Maybe this should have been under ‘I’… oh well.
Paganism is an identity. I would say that I identify as a Pagan- if I were to tell you that I’m a Pagan you could probably very easily paint a fairly accurate picture about the things that I hold dear and the processes that go on in my mind. I’m not saying that we can all be stereotyped into one group, but you can get a good general picture.
I am proud to identify as a Pagan, it’s something that I like to tell people about. I came to Paganism when I was going through the first big upheaval in my life; I was eleven, moving onto secondary school and having to face the fact that I wasn’t the cleverest or quietest anymore. I had to find a new home, and that home was Paganism.
I’ve always had Pagan beliefs, but finding the definition of ‘Pagan’ in a dictionary when I was eleven finally allowed me to put a name to them. It also gave me an identity that felt more flexible than the one I’d had. Being a Pagan allowed me to grow.

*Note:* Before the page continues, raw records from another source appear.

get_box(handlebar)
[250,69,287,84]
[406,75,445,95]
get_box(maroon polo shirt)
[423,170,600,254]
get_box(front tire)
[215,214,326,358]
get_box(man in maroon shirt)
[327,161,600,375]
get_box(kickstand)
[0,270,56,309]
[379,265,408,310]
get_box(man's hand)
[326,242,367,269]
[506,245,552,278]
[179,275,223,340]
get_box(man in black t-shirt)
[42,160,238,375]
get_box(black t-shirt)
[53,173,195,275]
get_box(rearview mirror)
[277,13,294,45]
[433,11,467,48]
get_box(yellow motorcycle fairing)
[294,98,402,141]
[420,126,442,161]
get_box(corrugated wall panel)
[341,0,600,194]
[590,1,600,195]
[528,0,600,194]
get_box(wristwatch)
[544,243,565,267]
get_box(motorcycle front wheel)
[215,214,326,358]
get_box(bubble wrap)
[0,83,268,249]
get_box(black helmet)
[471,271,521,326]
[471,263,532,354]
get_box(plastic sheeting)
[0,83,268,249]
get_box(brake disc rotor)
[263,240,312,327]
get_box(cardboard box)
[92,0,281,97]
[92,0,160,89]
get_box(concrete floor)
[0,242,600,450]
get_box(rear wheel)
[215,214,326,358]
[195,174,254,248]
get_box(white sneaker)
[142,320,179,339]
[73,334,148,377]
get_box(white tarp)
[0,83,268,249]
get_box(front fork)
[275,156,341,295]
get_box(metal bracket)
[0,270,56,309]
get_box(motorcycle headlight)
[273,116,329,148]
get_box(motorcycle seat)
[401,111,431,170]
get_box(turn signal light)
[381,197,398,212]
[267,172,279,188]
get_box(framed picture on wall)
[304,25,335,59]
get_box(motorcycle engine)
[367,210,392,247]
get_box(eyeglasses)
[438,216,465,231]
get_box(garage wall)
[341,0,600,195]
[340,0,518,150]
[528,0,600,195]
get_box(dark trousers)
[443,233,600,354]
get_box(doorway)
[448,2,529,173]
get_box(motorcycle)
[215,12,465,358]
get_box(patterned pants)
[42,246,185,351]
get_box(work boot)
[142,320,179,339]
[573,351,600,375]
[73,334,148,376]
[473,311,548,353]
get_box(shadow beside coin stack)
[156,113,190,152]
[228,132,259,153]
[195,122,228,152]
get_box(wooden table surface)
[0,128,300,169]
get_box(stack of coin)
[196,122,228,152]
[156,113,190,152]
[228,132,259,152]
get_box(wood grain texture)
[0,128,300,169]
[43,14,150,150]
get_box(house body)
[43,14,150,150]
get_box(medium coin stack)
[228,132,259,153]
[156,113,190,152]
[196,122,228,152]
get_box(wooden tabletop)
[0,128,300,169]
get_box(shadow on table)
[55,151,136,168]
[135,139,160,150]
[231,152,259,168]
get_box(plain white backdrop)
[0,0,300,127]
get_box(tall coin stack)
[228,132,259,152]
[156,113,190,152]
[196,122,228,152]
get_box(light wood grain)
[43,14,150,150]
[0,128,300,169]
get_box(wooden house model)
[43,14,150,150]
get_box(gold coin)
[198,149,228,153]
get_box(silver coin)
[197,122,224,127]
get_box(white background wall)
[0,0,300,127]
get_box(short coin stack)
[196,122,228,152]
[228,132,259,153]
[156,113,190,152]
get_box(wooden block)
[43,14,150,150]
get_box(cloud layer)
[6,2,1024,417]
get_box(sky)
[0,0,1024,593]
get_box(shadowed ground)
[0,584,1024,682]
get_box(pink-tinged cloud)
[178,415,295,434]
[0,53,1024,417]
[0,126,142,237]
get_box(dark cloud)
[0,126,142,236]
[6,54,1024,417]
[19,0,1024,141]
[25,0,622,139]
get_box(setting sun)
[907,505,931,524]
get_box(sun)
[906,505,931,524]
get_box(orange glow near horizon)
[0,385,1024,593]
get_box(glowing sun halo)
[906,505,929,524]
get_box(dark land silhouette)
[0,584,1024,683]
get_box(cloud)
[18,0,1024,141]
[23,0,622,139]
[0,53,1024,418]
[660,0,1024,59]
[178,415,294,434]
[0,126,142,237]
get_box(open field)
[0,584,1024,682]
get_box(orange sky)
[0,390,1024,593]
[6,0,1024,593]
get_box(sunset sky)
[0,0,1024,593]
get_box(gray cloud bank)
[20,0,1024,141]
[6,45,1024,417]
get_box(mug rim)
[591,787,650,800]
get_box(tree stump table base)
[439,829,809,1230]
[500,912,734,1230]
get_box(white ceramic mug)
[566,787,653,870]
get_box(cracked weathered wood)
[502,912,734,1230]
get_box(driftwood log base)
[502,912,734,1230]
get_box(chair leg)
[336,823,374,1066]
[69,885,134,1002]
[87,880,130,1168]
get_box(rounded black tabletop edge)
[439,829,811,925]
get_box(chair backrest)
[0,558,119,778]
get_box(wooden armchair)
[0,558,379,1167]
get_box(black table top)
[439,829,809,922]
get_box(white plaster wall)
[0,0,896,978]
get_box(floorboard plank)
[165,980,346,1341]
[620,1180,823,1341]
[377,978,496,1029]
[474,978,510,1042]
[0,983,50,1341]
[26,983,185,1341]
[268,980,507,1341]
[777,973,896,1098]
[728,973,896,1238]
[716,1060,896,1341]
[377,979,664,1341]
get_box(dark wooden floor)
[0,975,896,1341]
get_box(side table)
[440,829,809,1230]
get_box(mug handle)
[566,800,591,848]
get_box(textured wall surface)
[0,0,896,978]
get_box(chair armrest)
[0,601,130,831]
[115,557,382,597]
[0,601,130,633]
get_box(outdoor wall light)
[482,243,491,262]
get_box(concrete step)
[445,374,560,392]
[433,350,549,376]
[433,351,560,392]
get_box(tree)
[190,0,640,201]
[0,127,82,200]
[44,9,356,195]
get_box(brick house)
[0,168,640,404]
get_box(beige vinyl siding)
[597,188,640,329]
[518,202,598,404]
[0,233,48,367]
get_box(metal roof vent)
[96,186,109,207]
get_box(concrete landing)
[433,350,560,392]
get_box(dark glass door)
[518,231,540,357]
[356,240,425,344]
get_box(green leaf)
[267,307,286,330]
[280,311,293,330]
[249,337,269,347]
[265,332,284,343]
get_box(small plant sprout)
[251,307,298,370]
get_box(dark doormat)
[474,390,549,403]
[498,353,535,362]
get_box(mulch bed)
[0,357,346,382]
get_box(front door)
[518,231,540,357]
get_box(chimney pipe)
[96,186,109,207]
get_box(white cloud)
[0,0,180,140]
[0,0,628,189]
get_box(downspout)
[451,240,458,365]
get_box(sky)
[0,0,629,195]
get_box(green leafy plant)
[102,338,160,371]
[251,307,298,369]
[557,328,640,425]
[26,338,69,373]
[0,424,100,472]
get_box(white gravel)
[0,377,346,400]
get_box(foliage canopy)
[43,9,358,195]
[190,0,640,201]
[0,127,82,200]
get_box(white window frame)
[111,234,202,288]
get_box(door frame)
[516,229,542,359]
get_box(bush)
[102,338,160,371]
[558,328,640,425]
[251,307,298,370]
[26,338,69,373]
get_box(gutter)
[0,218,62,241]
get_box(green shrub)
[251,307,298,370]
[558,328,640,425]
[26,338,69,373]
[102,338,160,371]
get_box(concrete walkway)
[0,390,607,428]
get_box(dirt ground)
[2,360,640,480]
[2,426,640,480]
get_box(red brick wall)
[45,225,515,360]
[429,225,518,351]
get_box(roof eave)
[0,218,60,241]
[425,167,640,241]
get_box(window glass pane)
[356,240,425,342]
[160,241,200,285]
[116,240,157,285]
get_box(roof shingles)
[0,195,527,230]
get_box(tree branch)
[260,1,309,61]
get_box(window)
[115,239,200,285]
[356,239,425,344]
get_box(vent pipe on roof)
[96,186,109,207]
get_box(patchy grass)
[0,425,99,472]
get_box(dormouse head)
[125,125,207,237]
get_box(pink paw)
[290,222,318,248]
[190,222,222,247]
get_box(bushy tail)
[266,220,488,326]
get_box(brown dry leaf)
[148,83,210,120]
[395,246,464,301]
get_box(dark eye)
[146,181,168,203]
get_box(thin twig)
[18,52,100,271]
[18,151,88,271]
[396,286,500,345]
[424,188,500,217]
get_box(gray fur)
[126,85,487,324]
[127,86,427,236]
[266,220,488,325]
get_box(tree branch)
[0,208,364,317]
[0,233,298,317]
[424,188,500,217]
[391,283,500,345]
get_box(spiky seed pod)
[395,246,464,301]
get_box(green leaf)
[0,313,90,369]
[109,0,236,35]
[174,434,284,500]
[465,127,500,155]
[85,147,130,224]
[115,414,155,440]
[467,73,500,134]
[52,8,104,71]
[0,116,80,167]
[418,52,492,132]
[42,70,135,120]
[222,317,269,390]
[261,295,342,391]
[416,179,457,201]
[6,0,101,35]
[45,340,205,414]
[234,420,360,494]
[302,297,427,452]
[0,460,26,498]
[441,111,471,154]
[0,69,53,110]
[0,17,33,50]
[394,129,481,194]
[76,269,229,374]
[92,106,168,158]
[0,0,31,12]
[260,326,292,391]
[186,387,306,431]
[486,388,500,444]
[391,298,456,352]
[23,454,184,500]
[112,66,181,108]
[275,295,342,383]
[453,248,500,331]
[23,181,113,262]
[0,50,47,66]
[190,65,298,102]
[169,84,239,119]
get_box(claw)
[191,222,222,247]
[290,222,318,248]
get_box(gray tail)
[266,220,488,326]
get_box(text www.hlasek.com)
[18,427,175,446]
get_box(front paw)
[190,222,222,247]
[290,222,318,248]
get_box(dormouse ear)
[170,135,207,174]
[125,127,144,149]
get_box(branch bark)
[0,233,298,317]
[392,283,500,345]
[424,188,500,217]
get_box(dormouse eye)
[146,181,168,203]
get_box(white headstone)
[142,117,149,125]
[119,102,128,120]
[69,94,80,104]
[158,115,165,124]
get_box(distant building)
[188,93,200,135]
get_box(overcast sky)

It took a few years for me to settle into Wicca; the identity that that gave me was different to just being a Pagan, it was less respected and more laughed at- telling people you do spells will never get anything other than a raised eyebrow- but it didn’t sit quite right with me.
Eventually I realised that my love settled at the feet of the old Celtic Gods and so began to refer to myself as a Celtic Pagan.
Identifying as a Pagan means that you’re an outsider (not a bad thing), you’re in touch with nature, you’re independent, you see beyond the physical world. It means that you don’t allow yourself to become trapped in the death-cycle of work and money. Your feet are firmly rooted into the Earth herself.